I'm very interested in how this thread rides itself out ! So Ken, what is this evidence and if you only have to satisfy your individual requirements for the existence or not of God, does that men it's all in your head ? alone ?
Without support, I'm afraid it does ... so your "plenty of evidence" although shockingly self evident needs to be explained to the rest of us for clarification.
I’ve never been the type to say I lack belief in God, I think I’ve been consistent with claiming what some call God may exist, but because I don’t call anything God, I am atheist. Some worship nature, the Sun, or other inanimate objects, In Rastafarian Haile Selassie was seen as the incarnation of Jesus and worshipped. In some sects of Hindu, Kumari is believed to be the incarnation of one of their Gods. These people are as human as you and I but are worshipped as God, so it would be silly to say what these people call God doesn’t exist. (Haile Selassie died in the 1970’s but I believe Kumari is still alive today)
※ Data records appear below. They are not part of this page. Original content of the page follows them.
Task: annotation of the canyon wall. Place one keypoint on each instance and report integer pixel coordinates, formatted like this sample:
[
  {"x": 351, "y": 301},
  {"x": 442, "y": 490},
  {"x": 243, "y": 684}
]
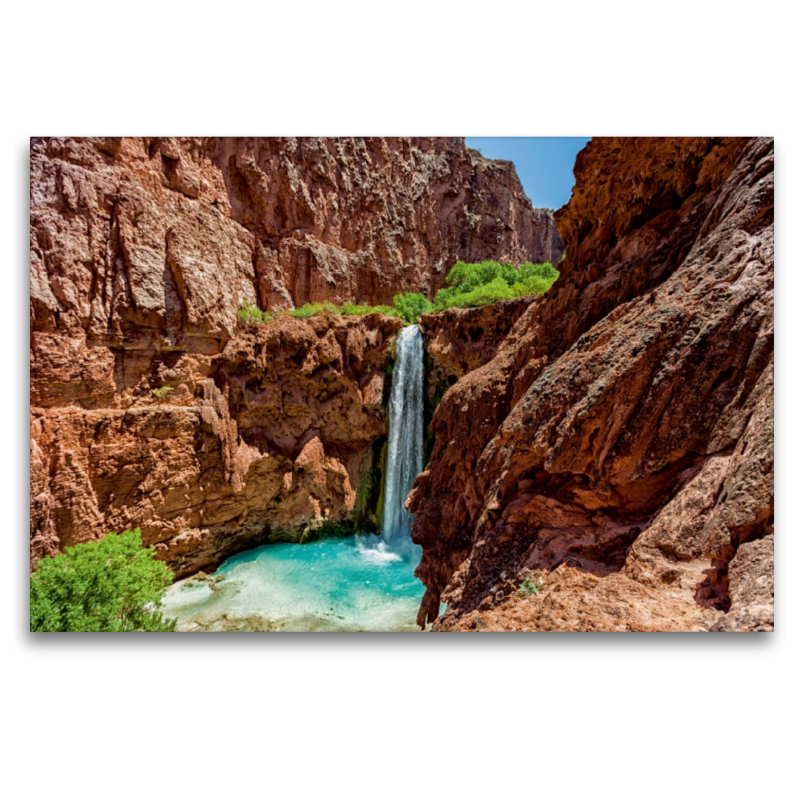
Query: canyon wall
[
  {"x": 608, "y": 464},
  {"x": 143, "y": 250}
]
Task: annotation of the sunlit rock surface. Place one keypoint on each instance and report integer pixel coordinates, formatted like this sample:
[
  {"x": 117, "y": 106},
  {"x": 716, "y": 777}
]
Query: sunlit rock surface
[{"x": 611, "y": 467}]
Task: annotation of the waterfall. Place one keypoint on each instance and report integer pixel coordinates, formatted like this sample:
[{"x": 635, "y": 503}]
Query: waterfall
[
  {"x": 404, "y": 455},
  {"x": 404, "y": 452}
]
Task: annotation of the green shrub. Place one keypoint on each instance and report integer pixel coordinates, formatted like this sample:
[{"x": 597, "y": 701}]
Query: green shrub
[
  {"x": 410, "y": 305},
  {"x": 470, "y": 285},
  {"x": 113, "y": 584},
  {"x": 250, "y": 313},
  {"x": 353, "y": 310},
  {"x": 309, "y": 309}
]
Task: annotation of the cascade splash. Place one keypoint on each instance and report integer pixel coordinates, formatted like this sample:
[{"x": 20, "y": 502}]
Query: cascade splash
[
  {"x": 363, "y": 583},
  {"x": 404, "y": 454}
]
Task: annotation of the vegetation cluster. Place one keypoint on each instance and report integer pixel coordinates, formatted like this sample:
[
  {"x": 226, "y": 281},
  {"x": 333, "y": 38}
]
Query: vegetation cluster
[
  {"x": 468, "y": 285},
  {"x": 112, "y": 584}
]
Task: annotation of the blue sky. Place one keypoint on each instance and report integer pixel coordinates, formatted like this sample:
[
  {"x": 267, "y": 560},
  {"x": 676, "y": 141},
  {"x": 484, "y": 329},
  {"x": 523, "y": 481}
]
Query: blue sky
[{"x": 544, "y": 164}]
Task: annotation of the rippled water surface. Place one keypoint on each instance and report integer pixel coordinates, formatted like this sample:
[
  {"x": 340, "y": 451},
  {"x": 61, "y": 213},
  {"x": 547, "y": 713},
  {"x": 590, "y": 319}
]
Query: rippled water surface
[{"x": 354, "y": 584}]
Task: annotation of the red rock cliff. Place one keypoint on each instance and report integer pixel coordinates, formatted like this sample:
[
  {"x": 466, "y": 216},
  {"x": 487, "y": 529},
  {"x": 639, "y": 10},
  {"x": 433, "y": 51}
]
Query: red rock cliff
[
  {"x": 611, "y": 467},
  {"x": 142, "y": 251}
]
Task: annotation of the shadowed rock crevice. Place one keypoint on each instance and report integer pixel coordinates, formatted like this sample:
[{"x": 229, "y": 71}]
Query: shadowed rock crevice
[{"x": 618, "y": 443}]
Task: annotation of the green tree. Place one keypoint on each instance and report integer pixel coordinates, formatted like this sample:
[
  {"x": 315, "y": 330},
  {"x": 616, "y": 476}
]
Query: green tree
[
  {"x": 489, "y": 281},
  {"x": 112, "y": 584}
]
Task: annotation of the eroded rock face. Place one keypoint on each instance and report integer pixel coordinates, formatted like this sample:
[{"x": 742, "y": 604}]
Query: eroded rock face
[
  {"x": 611, "y": 468},
  {"x": 142, "y": 252},
  {"x": 257, "y": 443}
]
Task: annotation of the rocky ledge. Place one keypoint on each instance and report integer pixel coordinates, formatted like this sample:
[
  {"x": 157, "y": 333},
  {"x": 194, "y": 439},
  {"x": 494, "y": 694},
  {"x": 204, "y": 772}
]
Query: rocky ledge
[
  {"x": 611, "y": 467},
  {"x": 264, "y": 441}
]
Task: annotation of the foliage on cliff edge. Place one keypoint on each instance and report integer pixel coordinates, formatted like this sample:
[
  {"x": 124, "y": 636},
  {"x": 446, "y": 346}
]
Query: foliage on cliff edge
[{"x": 113, "y": 584}]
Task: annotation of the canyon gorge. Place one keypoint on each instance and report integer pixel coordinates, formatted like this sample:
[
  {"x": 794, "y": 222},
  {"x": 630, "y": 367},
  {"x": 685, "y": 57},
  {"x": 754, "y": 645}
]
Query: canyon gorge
[{"x": 598, "y": 458}]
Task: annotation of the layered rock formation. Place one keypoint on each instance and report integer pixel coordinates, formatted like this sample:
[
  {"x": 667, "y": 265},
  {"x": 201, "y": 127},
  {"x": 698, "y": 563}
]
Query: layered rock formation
[
  {"x": 143, "y": 250},
  {"x": 611, "y": 467},
  {"x": 258, "y": 443}
]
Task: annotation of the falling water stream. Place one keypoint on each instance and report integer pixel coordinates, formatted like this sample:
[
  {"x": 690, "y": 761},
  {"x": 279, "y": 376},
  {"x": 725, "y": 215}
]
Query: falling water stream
[{"x": 364, "y": 583}]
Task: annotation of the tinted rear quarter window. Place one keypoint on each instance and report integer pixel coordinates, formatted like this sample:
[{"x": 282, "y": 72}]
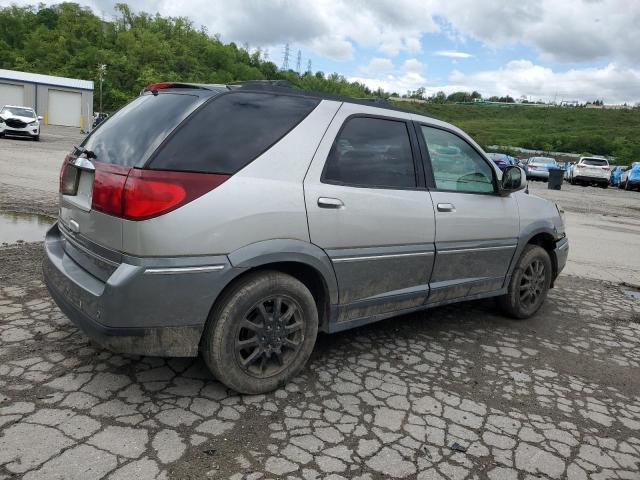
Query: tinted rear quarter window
[
  {"x": 231, "y": 131},
  {"x": 131, "y": 135},
  {"x": 371, "y": 152}
]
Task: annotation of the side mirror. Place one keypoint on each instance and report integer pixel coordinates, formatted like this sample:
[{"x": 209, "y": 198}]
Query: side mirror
[{"x": 513, "y": 179}]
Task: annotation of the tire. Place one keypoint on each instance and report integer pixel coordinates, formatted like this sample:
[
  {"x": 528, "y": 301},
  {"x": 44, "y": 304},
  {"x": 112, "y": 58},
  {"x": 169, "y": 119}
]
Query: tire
[
  {"x": 515, "y": 303},
  {"x": 270, "y": 356}
]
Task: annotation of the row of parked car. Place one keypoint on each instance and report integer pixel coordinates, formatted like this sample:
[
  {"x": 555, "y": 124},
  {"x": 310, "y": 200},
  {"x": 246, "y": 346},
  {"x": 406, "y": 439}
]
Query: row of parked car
[{"x": 586, "y": 171}]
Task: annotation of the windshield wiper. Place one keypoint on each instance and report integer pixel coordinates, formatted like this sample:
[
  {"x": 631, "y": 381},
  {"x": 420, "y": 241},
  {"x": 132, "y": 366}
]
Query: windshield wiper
[{"x": 87, "y": 153}]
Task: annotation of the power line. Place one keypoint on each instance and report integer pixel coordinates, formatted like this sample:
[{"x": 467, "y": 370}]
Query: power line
[{"x": 285, "y": 60}]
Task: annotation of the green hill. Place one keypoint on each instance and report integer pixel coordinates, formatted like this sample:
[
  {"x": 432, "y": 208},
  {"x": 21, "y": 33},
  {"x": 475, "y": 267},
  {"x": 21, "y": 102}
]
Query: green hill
[
  {"x": 574, "y": 130},
  {"x": 139, "y": 49}
]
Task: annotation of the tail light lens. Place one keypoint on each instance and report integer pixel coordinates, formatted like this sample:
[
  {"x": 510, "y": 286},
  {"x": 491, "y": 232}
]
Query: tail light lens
[
  {"x": 108, "y": 186},
  {"x": 137, "y": 194}
]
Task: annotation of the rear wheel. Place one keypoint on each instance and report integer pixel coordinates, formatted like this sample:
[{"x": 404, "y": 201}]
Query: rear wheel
[
  {"x": 529, "y": 283},
  {"x": 261, "y": 332}
]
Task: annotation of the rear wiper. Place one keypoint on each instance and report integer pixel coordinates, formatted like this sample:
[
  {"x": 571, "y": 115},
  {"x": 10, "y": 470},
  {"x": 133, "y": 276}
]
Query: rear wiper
[{"x": 87, "y": 153}]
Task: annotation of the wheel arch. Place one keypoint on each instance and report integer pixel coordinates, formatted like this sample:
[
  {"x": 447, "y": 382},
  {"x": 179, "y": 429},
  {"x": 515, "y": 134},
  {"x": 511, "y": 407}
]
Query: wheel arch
[
  {"x": 542, "y": 234},
  {"x": 302, "y": 260}
]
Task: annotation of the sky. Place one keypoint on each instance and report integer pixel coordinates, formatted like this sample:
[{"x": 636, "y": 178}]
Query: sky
[{"x": 571, "y": 50}]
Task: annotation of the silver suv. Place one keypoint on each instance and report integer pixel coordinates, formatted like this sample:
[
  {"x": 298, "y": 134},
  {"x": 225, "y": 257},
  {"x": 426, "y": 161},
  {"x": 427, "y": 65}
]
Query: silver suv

You are Christian so all of that doesn’t matter; when you say God you mean the Christian God. One of many reasons I don’t believe in the Christian God is because I find his description to be a contradiction. You can’t be all good and do bad things. You can’t be all wise and do unwise things. You can’t be perfect but do imperfect things. When I look at his treatment of Adam and Eve, Job, People of Egypt, Noah, and many other actions and instructions of God described in the Bible, I see unfair treatment, unwise decisions, and lots of imperfections.
Yet, you resist broader philosophical conceptions of God too, for example an Aristotelian theology.